The Appeals Court has voided a prior court ruling which had fined a former banker €100,000 for having made misleading statements concerning the cash flow of now-defunct Laiki (Popular) Bank.

The decision by the three-judge bench was not unanimous.

The matter concerns Efthymios Bouloutas, former CEO of Laiki Bank (February 2008 to December 2011).

In October 2013 the Securities & Exchange Commission (SEC) had slapped an administrative fine of €100,000 on Bouloutas. The banker then challenged the action with the administrative court.

But the court found against him and ordered him to pay the fine.

According to the administrative court’s findings, during a news conference Bouloutas, responding to a journalist’s question, stated: “The [Laiki] Group] is robust, it has liquidity and at the moment it does not need capital, so any reference to an increase in capital does not apply.”

The SEC had then investigated the matter, concluding that his statement was misleading given that, at the time, Laiki did not have the required regulatory liquidity and moreover it was drawing liquidity from the Emergency Liquidity Assistance mechanism.

Following the administrative court’s ruling, Bouloutas appealed with the Appeals Court, which recently found in the banker’s favour and voided the SEC fine.
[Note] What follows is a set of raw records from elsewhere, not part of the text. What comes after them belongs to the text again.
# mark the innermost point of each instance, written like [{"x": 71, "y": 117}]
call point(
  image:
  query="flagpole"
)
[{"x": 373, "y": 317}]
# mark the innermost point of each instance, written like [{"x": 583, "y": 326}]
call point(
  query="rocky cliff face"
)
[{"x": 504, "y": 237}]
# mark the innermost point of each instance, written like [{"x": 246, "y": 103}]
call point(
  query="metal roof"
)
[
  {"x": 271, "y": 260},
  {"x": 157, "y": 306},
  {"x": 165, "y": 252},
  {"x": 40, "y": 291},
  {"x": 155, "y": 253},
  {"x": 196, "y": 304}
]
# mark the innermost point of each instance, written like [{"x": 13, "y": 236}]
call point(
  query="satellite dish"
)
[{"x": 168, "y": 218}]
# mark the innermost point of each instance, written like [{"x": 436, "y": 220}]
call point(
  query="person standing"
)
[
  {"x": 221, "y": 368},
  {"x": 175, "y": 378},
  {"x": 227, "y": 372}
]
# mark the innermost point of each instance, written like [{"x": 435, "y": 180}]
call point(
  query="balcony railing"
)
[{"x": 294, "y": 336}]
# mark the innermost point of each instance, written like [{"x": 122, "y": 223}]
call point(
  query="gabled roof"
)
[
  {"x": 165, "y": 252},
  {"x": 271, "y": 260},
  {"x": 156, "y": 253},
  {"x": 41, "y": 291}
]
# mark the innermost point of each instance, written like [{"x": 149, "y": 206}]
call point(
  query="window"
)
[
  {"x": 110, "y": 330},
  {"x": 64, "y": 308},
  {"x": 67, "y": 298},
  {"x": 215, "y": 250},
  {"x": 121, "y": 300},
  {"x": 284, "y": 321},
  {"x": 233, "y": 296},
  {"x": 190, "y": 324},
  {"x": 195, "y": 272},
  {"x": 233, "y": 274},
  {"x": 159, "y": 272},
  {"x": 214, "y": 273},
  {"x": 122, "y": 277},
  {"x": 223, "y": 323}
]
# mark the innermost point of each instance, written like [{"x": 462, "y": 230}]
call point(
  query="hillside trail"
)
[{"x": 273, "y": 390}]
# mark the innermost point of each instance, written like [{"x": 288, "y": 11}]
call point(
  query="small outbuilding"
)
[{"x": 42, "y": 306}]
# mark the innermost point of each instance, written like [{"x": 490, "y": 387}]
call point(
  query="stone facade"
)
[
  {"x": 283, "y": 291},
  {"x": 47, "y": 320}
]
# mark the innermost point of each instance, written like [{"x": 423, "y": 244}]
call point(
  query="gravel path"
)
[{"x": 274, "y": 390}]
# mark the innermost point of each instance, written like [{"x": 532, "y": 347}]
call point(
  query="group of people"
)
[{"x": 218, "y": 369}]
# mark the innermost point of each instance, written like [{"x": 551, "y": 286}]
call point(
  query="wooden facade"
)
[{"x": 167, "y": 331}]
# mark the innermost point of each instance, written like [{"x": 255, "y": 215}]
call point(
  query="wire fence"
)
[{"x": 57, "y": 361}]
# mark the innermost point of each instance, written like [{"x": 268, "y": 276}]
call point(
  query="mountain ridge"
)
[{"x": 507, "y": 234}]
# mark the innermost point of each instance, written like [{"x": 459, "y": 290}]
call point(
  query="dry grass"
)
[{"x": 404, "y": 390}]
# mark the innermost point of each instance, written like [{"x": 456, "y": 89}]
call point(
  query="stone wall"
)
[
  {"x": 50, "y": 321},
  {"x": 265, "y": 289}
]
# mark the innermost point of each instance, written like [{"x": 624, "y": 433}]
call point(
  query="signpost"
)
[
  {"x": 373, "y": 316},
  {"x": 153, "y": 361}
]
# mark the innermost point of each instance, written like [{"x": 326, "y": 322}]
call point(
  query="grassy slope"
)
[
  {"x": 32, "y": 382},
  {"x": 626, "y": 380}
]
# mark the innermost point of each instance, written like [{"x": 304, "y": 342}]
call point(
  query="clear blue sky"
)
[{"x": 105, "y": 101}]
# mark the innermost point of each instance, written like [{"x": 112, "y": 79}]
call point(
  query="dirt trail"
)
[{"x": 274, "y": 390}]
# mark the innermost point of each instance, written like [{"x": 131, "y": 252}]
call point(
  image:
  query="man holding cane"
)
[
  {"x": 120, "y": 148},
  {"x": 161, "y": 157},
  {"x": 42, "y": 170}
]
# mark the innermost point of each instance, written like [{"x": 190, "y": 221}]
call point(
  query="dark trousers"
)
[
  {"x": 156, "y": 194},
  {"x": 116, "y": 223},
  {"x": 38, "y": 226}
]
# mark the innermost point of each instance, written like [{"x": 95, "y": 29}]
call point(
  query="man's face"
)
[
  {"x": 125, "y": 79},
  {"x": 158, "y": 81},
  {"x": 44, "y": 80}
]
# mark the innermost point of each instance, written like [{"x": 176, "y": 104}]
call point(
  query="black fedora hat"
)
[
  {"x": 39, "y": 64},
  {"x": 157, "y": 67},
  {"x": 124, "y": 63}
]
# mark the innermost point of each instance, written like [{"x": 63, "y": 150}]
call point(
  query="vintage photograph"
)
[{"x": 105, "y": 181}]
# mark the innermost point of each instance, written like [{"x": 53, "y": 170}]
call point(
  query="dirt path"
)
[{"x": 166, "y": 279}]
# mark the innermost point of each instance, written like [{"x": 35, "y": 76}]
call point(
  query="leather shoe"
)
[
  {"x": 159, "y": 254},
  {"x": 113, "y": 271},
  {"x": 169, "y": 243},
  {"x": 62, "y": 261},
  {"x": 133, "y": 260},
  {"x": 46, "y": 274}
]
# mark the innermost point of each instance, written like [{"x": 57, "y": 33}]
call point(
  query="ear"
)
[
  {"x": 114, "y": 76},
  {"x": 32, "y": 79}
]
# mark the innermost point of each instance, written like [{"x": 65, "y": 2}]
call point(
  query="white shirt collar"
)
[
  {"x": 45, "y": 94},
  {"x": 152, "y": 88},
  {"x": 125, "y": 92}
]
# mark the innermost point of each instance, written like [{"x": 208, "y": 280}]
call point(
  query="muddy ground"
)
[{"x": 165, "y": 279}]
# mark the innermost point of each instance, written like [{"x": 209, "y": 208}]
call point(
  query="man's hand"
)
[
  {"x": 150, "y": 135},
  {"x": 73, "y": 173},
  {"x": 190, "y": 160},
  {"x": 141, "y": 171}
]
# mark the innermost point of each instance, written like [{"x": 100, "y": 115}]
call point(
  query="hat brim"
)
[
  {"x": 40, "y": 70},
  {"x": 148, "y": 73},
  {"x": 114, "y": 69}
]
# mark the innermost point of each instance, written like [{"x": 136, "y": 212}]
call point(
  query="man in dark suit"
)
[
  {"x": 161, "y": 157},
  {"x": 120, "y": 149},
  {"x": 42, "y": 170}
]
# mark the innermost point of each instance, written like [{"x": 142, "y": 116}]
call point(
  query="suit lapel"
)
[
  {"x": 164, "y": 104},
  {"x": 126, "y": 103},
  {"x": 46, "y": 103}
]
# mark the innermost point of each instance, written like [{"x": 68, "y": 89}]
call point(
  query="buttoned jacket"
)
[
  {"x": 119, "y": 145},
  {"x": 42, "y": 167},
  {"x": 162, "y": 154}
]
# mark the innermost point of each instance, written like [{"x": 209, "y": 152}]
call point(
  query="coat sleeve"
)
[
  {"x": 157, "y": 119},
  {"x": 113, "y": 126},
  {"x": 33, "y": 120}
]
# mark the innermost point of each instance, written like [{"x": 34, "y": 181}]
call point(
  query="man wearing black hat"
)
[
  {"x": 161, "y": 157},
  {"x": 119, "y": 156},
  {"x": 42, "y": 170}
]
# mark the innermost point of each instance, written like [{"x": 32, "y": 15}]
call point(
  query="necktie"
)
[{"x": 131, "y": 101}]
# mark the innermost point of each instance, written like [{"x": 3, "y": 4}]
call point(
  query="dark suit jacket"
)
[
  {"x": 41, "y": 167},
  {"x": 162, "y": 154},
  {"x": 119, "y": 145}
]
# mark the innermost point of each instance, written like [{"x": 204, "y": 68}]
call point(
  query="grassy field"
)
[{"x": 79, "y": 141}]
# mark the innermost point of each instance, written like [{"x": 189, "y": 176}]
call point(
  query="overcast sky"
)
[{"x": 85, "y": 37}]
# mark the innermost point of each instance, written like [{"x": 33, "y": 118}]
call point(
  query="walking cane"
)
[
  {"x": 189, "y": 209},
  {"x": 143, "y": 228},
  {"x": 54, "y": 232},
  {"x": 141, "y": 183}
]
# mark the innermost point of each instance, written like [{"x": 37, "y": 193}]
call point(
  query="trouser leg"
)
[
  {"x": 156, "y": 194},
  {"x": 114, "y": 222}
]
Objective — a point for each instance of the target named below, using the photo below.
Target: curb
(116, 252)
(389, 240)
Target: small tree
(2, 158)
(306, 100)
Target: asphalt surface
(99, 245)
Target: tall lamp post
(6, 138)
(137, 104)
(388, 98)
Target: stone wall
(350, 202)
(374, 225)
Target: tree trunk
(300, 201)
In November 2018, Nicosia criminal court found Bouloutas and three other senior Laiki executives guilty of market manipulation and submitting false or misleading information while publishing an interim consolidated financial statement in November 2011, in which they omitted to include a goodwill writedown of €330 million for Marfin Popular Bank’s – as Laiki was then known – operations in Greece.

Bouloutas was fined €150,000 but walked away without a prison sentence.

Laiki Bank was shuttered in March 2013 as part of the island’s bailout agreement with international lenders following a banking crisis.